Au cœur de la mémoire : Immersion réussie dans Mnemosyne de James Dillon par l'EIC sous la direction de Pierre Bleuse

Polyptych: Mnemosyne 


James Dillon

Création mondiale par l’Ensemble intercontemporain (EIC)

Direction Pierre Bleuse

Philharmonie de Paris, salle des concerts, le 14 septembre 2023

Photo EIC

 

Pour l’ouverture de sa nouvelle saison, l’Ensemble intercontemporain désormais dirigé par le brillant chef d’orchestre français Pierre Bleuse, frappe fort avec cette création mondiale fascinante qu'il a commandé au compositeur écossais James Dillon. Succédant à Matthias Pintscher, Pierre Bleuse nous propose une œuvre puissante dans une scénographie en phase avec cette plongée en apnée dans les souvenirs enfouis, expérience immersive originale et réussie.

James Dillon est un compositeur du temps long, de la mémoire, qui plonge les racines de son imagination créatrice dans les profondeurs de la mythologie des anciens. Mnemosyne, c’est la déesse de la mémoire, fille de la Terre (Gaia) et du Ciel (Uranos) dans l’Antiquité grecque. La légende la dote également de la faculté d’avoir nommé chaque chose, rendant la parole possible. 

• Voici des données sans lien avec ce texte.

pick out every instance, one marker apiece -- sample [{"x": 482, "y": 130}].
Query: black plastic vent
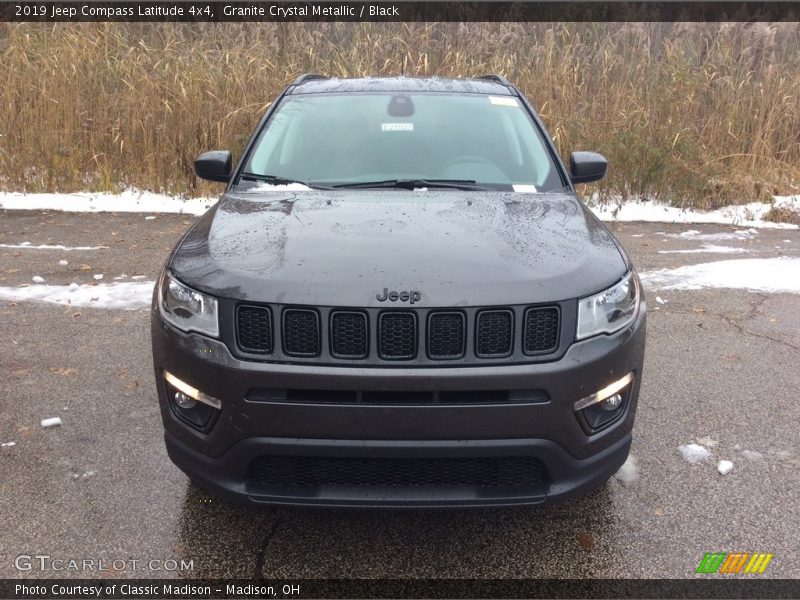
[
  {"x": 397, "y": 332},
  {"x": 494, "y": 335},
  {"x": 254, "y": 329},
  {"x": 349, "y": 334},
  {"x": 301, "y": 335},
  {"x": 541, "y": 330},
  {"x": 446, "y": 335},
  {"x": 310, "y": 471}
]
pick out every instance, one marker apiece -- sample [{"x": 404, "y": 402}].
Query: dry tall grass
[{"x": 705, "y": 114}]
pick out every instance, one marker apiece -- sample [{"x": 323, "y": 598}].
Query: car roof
[{"x": 321, "y": 85}]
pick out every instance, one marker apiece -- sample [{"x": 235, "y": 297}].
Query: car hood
[{"x": 342, "y": 248}]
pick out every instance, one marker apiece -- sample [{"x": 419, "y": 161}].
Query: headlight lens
[
  {"x": 610, "y": 310},
  {"x": 187, "y": 309}
]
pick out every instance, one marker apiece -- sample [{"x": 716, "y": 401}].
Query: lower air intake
[{"x": 485, "y": 472}]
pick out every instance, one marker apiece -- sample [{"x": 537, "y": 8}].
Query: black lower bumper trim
[{"x": 558, "y": 475}]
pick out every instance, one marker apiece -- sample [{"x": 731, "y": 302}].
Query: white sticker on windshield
[
  {"x": 503, "y": 101},
  {"x": 397, "y": 127}
]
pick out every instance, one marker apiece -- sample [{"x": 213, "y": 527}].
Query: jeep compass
[{"x": 399, "y": 300}]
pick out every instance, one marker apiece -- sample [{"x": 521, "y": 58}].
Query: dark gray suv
[{"x": 399, "y": 301}]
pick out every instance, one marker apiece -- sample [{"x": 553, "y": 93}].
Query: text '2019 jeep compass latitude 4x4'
[{"x": 399, "y": 300}]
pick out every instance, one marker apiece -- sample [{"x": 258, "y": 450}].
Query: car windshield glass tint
[{"x": 343, "y": 139}]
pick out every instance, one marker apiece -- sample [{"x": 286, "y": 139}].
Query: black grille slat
[
  {"x": 254, "y": 329},
  {"x": 541, "y": 330},
  {"x": 397, "y": 333},
  {"x": 494, "y": 335},
  {"x": 446, "y": 335},
  {"x": 373, "y": 336},
  {"x": 301, "y": 332},
  {"x": 310, "y": 471},
  {"x": 349, "y": 334}
]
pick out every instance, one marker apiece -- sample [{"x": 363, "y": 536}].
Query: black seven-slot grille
[
  {"x": 397, "y": 335},
  {"x": 418, "y": 335},
  {"x": 310, "y": 471},
  {"x": 301, "y": 332},
  {"x": 349, "y": 334},
  {"x": 254, "y": 329}
]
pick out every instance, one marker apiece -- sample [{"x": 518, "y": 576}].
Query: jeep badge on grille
[{"x": 411, "y": 296}]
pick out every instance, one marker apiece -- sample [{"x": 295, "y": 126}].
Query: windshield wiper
[
  {"x": 278, "y": 180},
  {"x": 411, "y": 184}
]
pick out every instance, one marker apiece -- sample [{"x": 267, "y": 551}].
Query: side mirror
[
  {"x": 586, "y": 167},
  {"x": 214, "y": 166}
]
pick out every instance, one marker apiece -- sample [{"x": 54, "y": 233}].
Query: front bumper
[{"x": 550, "y": 431}]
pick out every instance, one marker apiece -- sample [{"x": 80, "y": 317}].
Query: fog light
[
  {"x": 606, "y": 393},
  {"x": 611, "y": 403},
  {"x": 184, "y": 401},
  {"x": 191, "y": 392},
  {"x": 606, "y": 406}
]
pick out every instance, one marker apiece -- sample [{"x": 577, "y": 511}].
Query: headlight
[
  {"x": 610, "y": 310},
  {"x": 187, "y": 309}
]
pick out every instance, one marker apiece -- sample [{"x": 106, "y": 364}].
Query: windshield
[{"x": 349, "y": 139}]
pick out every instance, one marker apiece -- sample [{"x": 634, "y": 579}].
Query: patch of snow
[
  {"x": 752, "y": 455},
  {"x": 754, "y": 274},
  {"x": 128, "y": 201},
  {"x": 707, "y": 441},
  {"x": 132, "y": 200},
  {"x": 741, "y": 215},
  {"x": 123, "y": 295},
  {"x": 695, "y": 235},
  {"x": 629, "y": 471},
  {"x": 27, "y": 246},
  {"x": 694, "y": 453},
  {"x": 708, "y": 249},
  {"x": 724, "y": 467}
]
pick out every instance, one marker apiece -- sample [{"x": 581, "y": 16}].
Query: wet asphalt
[{"x": 721, "y": 368}]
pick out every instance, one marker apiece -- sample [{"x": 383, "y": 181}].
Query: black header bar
[
  {"x": 400, "y": 11},
  {"x": 709, "y": 587}
]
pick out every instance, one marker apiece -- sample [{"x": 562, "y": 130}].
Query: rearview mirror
[
  {"x": 214, "y": 166},
  {"x": 586, "y": 167}
]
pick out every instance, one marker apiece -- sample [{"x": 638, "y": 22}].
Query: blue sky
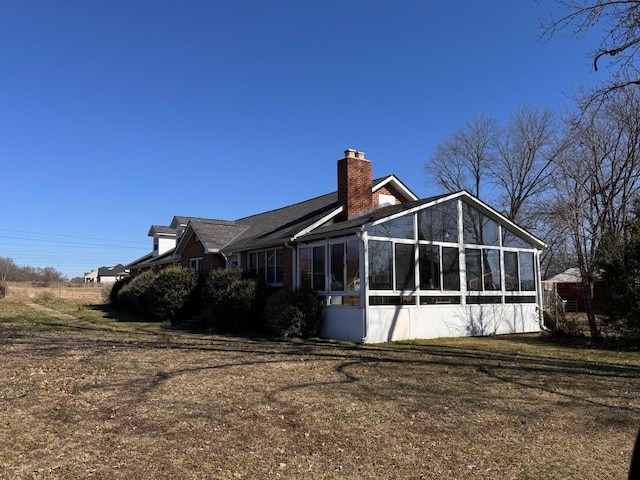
[{"x": 117, "y": 115}]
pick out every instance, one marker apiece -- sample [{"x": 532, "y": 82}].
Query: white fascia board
[
  {"x": 483, "y": 207},
  {"x": 489, "y": 210},
  {"x": 319, "y": 223},
  {"x": 414, "y": 209},
  {"x": 183, "y": 239},
  {"x": 398, "y": 185}
]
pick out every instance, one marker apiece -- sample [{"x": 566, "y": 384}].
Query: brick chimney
[{"x": 355, "y": 180}]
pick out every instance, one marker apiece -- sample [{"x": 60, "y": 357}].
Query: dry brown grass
[
  {"x": 86, "y": 293},
  {"x": 143, "y": 402}
]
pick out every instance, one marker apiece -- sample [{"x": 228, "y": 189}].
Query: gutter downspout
[
  {"x": 364, "y": 284},
  {"x": 294, "y": 261},
  {"x": 540, "y": 294}
]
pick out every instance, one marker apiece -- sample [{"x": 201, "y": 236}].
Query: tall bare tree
[
  {"x": 599, "y": 179},
  {"x": 619, "y": 21},
  {"x": 461, "y": 161},
  {"x": 525, "y": 162}
]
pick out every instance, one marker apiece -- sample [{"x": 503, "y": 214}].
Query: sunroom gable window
[
  {"x": 478, "y": 228},
  {"x": 439, "y": 223},
  {"x": 400, "y": 227}
]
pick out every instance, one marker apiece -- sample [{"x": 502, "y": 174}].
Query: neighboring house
[
  {"x": 389, "y": 266},
  {"x": 568, "y": 286},
  {"x": 91, "y": 277},
  {"x": 106, "y": 274}
]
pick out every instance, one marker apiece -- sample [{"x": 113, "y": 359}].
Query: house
[
  {"x": 388, "y": 265},
  {"x": 106, "y": 274},
  {"x": 568, "y": 286}
]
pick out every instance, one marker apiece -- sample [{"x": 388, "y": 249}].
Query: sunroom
[{"x": 441, "y": 267}]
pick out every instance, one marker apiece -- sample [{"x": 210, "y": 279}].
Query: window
[
  {"x": 491, "y": 267},
  {"x": 429, "y": 265},
  {"x": 401, "y": 227},
  {"x": 337, "y": 266},
  {"x": 405, "y": 267},
  {"x": 527, "y": 272},
  {"x": 439, "y": 223},
  {"x": 483, "y": 269},
  {"x": 318, "y": 280},
  {"x": 306, "y": 267},
  {"x": 519, "y": 272},
  {"x": 380, "y": 265},
  {"x": 478, "y": 228},
  {"x": 195, "y": 264},
  {"x": 450, "y": 268},
  {"x": 474, "y": 269},
  {"x": 345, "y": 266},
  {"x": 511, "y": 275},
  {"x": 267, "y": 266},
  {"x": 510, "y": 239}
]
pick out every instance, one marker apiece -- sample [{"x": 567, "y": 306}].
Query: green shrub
[
  {"x": 293, "y": 314},
  {"x": 169, "y": 292},
  {"x": 132, "y": 295},
  {"x": 115, "y": 289},
  {"x": 231, "y": 299}
]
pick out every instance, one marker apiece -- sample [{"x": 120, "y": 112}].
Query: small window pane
[
  {"x": 262, "y": 267},
  {"x": 380, "y": 265},
  {"x": 511, "y": 277},
  {"x": 353, "y": 265},
  {"x": 305, "y": 267},
  {"x": 279, "y": 276},
  {"x": 478, "y": 228},
  {"x": 473, "y": 263},
  {"x": 318, "y": 269},
  {"x": 439, "y": 223},
  {"x": 450, "y": 269},
  {"x": 429, "y": 262},
  {"x": 405, "y": 267},
  {"x": 527, "y": 272},
  {"x": 271, "y": 266},
  {"x": 253, "y": 263},
  {"x": 510, "y": 239},
  {"x": 337, "y": 266},
  {"x": 401, "y": 227},
  {"x": 491, "y": 267}
]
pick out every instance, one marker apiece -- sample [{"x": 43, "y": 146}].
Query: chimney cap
[{"x": 352, "y": 153}]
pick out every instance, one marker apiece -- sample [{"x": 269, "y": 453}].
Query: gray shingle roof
[
  {"x": 283, "y": 223},
  {"x": 272, "y": 227},
  {"x": 216, "y": 234}
]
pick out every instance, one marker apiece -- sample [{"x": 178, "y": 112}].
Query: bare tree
[
  {"x": 461, "y": 161},
  {"x": 619, "y": 21},
  {"x": 8, "y": 269},
  {"x": 525, "y": 162},
  {"x": 599, "y": 178}
]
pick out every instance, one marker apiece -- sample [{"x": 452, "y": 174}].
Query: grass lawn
[{"x": 127, "y": 400}]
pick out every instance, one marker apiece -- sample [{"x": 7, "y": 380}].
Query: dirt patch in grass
[{"x": 149, "y": 402}]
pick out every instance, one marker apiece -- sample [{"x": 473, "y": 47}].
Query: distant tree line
[
  {"x": 571, "y": 179},
  {"x": 10, "y": 272}
]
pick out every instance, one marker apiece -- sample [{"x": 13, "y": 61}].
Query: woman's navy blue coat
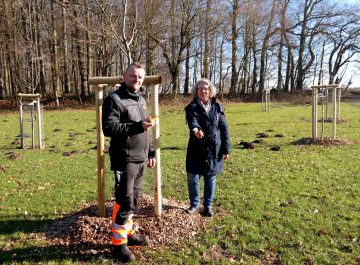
[{"x": 205, "y": 156}]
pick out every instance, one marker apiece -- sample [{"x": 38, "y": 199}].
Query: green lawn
[{"x": 298, "y": 205}]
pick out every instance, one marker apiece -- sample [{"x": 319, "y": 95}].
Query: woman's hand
[{"x": 152, "y": 162}]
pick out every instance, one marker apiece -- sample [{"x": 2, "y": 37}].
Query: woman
[{"x": 208, "y": 147}]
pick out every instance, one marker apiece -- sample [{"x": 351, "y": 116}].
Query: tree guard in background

James Dillon a composé cette partition pour formation de chambre, en février 2022, alors que sa pensée était profondément attristée par la perte de sa mère. Il en explicite le choix du titre ainsi : « Le titre « Mnemosyne » s’est presque imposé à moi car il revenait sans cesse dans mes pensées, alors que je commençais à méditer sur cette chose que nous appelons la mémoire. ». Le sous-titre est évocateur « Acts of Memory and Mourning » (Actes de mémoire et de deuil).

Présent dans la salle, barbe blanche et chapeau de paille, James Dillon évoque irrésistiblement l’image du peintre Claude Monet. Compositeur prolifique et subtil, il en possède l’art de la petite touche (de musique), celui de la variété impressionnante des couleurs, celui de l’apparente simplicité qui dissimule une complexité orchestrale fascinante qui devient rapidement obsessionnelle.

Rituel sacré, magie, mystère, roue inexorable du temps sont autant de thèmes évoqués dans ce Polyptych musical, composé comme les tableaux de la Renaissance du même nom, de cinq éléments reliés entre eux. Chacun a son originalité mais l’ensemble fait sens.

La salle des concerts de la Philharmonie dispose de nombreux mécanismes modulables qui permettent d’accompagner une composition originale en créant un « lieu » spécifique à la création musicale. « In Between Mnemosyne » est l’intitulé de ce concert qui plonge le spectateur au cœur même de cette spirale de musique, de sons et de lumières, où la scène est au centre d’un plateau rond pivotant lentement sur lui-même pour réussir une révolution complète durant les soixante-quinze minutes de la réalisation. Lumières blanches et mauves projetées en long faisceaux laser depuis les cintres, lente évolution de notre vision des instruments se présentant tour à tour de face, de profil, de dos, plus près puis plus loin, dans une pénombre propice à la pénétration dans l’univers musical du compositeur.

Pierre Bleuse est à l’origine de ce projet extrêmement séduisant. Il dirige l’Ensemble intercontemporain, brillante formation créée par Pierre Boulez en 1976, avec une passion perceptible dans ses gestes, donnant l’impulsion à chacun des instrumentistes, véritables solistes de très grande qualité, jouant eux aussi à la fois ensemble et séparément, nous livrant une telle belle interprétation. Les cordes, cuivres, bois, la harpe, sont tous pris dans le manège tournant avec le chef d’orchestre, qu’on verra donc sous plusieurs angles, expérience passionnante, tandis que les pianos et multiples instruments de percussion, restent en dehors du cercle imposant leur rythme de l’extérieur. 

Et tandis que la douce ou percutante sonorité des multiples cuivres évolue elle-même selon les tableaux par le jeu complexe des sourdines placées dans le pavillon, la harpe égrène des notes éthérées renforçant régulièrement l’atmosphère irréelle et mystique, et claviers et impressionnantes percussions donne un de ces rythmes obsessionnel, véritable pulsation de l’ensemble.

Enveloppante, sensuelle, la musique ainsi interprétée, transporte le spectateur bien loin de ce temps court actuel. Pierre Bleuse parle ainsi de « explorer le temps long, à rebours de notre époque dominée par l’instant et les petites formes. ». 

Mission brillamment réussie devant un public conquis et envoûté qui applaudit longuement et très chaleureusement les musiciens, le chef, le compositeur.